Over the past weeks, The New York Times has used the Israeli prime minister’s vocal apprehension about the appeasement of Iran as a hook on which to hang repeated attacks against him in editorials, columns and news stories.

The Times has now turned the topic of President Obama’s interim nuclear deal with Iran into yet another opportunity to indict Israel.

The newspaper deployed its Jerusalem bureau chief, Jodi Rudoren, to come up with a new offensive. Having already used up her cache of pejorative labels (“strident,” “stubborn,” “shrill” ) on the Israeli prime minister, Rudoren resorts to inanely equating the continued enrichment of uranium with the establishment of Israeli homes in the West Bank, suggesting that this somehow constitutes Israeli hypocrisy. The resulting column illuminates the Times’ readiness to forgo logic in its eagerness to put forth any kind of condemnation of Israel, quickly and often. Rudoren writes:

“Israeli leaders on Monday condemned the interim deal on Iran’s nuclear program as an exercise in appeasement by the Western powers and a delaying tactic by Iran. Yet many of them see the same strategy of interim confidence-building steps as the only realistic route to resolving their long-running conflict with the Palestinians.

 

Israel is outraged that, under the deal signed Sunday, Iran is not required to stop enriching uranium or to dismantle centrifuges while negotiating a final agreement with the five permanent members of the United Nations Security Council and Germany. At the same time, Israel continues to build West Bank settlements while negotiating with the Palestinians, prompting similar outrage from the international community.

 

…Do these alternate approaches to parallel issues that are crucial to Israel’s future amount to hopeless hypocrisy? Or are they simply a sign of the profound differences in the way Israel views the two problems and its starkly different role in the two sets of talks?”
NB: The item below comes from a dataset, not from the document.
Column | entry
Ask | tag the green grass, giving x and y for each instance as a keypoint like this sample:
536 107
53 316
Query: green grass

The absurdity of Rudoren’s comparison is risible. Israel clearly does not oppose the deal because it generally disapproves of interim, confidence-building steps, but because it sees this one as a failure to contain the nuclear ambition of a country whose Supreme leader just days ago debased Zionists as sub-human and forecast their demise. By permitting such a regime, which is set on acquiring nuclear weapons, the right to continue to enrich uranium and allowing its centrifuges to remain in place, critics of the deal argue, the entire concept of nuclear non-proliferation is undercut.

Israel’s right to build or move into homes anywhere between the Jordan River and the Mediterranean sea, on the other hand, is a legal one vested in the 1920 San Remo Convention, which emerged from the 1919 Paris Peace Conference, and the resulting 1922 Mandate for Palestine. The 1922 Palestine Mandate recognized Jewish historical and national rights in this area and converted the Balfour Declaration from a statement of British foreign policy to binding international law.

While one may logically debate the political wisdom of asserting this legal right, no one can reasonably suggest that it is akin to nuking the Palestinians out of existence.